Despite not many women being in the "feeder" jobs that the Secret Service draws from -- the military, civilian law enforcement.

A lot of Office Effie's and Chairbound Charlottes are being given a gun and a pair of sunglasses and don't you worry about how that will work out, they'll make sure all of the experienced male Secret Service agents are assigned to protect Joe Biden, Kamala Harris, Tim Walz, and of course Jill Biden.


The Times (link to archive.is):
This time, he was part of the detail providing protection for President Biden at the Asia-Pacific Economic Cooperation summit. Pangs of fatigue snaked up his legs from hours of standing on a concrete floor of the Moscone Center in San Francisco, about 3,000 miles from his home.

"I got to the point where I just said, 'You know, I don't think I want to do it anymore.'" Mr. Ebey put in his papers to retire in January. He was 52 years old.
For months, alarm had been spreading through the executive offices on the eighth floor of the Secret Service headquarters in Washington over the flight of experienced talent like Mr. Ebey.


The agency knew it would face an avalanche in 2024. There would be presidential campaigns. Political conventions. A NATO summit. It was looking to be one of the busiest years in the Secret Service's recent history, even as threats of violence against political leaders were rising.

The service was not ready.

"Now more than ever, it is critical that we retain employees," Kimberly A. Cheatle, the Secret Service director at the time, wrote in an agencywide email in July 2023.

But instead of growing, as the big year approached, the service shrank. At least 1,400 of its 7,800 employees left in the 2022 and 2023 fiscal years, the largest outflow from the agency in at least two decades, federal data show.

This summer, two assassination attempts against former President Donald J. Trump revealed deep problems in the Secret Service. Failures in technology meant a would-be assassin was able to use a drone for surveillance. Failures in command meant a nearby rooftop was left unprotected for him to climb. Failures in communication meant he was able to fire, even after being spotted.

But agents say one problem underlies all the others: an exodus of the best-trained people.

Their departures, partly rooted in longstanding failures by the Secret Service management, have left agents in a kind of permanent state of emergency, lacking the focus, rest and training necessary to do their jobs well, more than two dozen current and former employees told The New York Times.

Among the reasons they leave:

Crushing amounts of overtime work, often assigned at the last minute and sometimes without pay.

An initiative to rehire retired Secret Service agents, which backfired by spurring more employees to retire so they could be paid a salary and a pension at once.

Perceptions of favoritism in promotions and hiring, including an episode in which the agency's chief uniformed officer moonlighted as a real-estate agent for subordinates, who then won promotions.

...


The loss of so many valuable agents might be less of a crisis if enough people -- and the right people -- were ready and waiting to take their place. But management had not solved that problem either.

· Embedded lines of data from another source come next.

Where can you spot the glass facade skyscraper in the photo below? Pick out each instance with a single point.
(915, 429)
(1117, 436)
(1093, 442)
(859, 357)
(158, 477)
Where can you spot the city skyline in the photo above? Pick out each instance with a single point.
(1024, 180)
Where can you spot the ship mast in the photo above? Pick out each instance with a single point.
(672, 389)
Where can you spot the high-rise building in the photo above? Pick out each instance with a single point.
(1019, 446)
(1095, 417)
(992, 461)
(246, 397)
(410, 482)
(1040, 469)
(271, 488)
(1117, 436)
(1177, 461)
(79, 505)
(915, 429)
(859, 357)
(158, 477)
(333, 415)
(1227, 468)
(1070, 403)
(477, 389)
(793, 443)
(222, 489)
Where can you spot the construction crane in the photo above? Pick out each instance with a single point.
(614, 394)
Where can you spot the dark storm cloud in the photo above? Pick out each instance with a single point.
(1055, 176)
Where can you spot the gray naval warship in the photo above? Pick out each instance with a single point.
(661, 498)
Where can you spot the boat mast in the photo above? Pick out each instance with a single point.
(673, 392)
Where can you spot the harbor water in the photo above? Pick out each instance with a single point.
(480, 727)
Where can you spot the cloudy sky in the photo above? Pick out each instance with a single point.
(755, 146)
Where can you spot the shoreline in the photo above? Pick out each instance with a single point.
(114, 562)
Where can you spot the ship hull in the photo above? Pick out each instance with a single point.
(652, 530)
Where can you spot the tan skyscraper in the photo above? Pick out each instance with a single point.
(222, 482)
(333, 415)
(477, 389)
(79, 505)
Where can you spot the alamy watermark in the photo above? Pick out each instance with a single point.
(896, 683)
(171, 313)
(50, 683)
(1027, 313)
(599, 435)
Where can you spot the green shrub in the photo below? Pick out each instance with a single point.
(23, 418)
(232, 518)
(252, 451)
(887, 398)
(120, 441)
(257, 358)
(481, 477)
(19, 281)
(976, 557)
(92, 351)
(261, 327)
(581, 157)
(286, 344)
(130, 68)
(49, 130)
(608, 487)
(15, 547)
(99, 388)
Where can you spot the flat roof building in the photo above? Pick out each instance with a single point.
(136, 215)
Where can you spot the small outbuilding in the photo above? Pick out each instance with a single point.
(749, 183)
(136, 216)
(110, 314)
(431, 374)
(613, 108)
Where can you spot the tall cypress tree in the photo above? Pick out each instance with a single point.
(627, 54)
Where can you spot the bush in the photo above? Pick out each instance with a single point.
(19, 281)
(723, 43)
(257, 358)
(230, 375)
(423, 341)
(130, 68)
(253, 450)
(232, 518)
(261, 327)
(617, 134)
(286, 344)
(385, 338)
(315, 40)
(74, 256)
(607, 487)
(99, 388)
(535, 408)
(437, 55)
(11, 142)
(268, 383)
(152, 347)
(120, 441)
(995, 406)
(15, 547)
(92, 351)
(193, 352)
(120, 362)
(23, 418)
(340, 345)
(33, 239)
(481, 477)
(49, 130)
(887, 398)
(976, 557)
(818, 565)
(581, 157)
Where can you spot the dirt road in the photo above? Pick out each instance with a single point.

Recruiting standards slumped, longtime agents said, as the agency ushered more people in the door.

Gee, why were unqualified people suddenly being "ushered in" to the Secret Service? Previously it had brought in mostly-qualified people. What changed?

Apparently they don't have many agents assigned to Trump at all -- they just put out a call days before an event looking for "bodies."

They're putting together Trump's "protection" haphazardly, slap-dashedly, begging people to come in and work some overtime, instead of giving him a permanent team that can learn to work well with each other.

They're trying to kill him, in other words.

...

But even then, he was required to help with protective duty during busy times. He missed weeks with his family, as short-handed bosses would come to agents saying, "We're looking for bodies" to protect one leader or another, including Mr. Trump.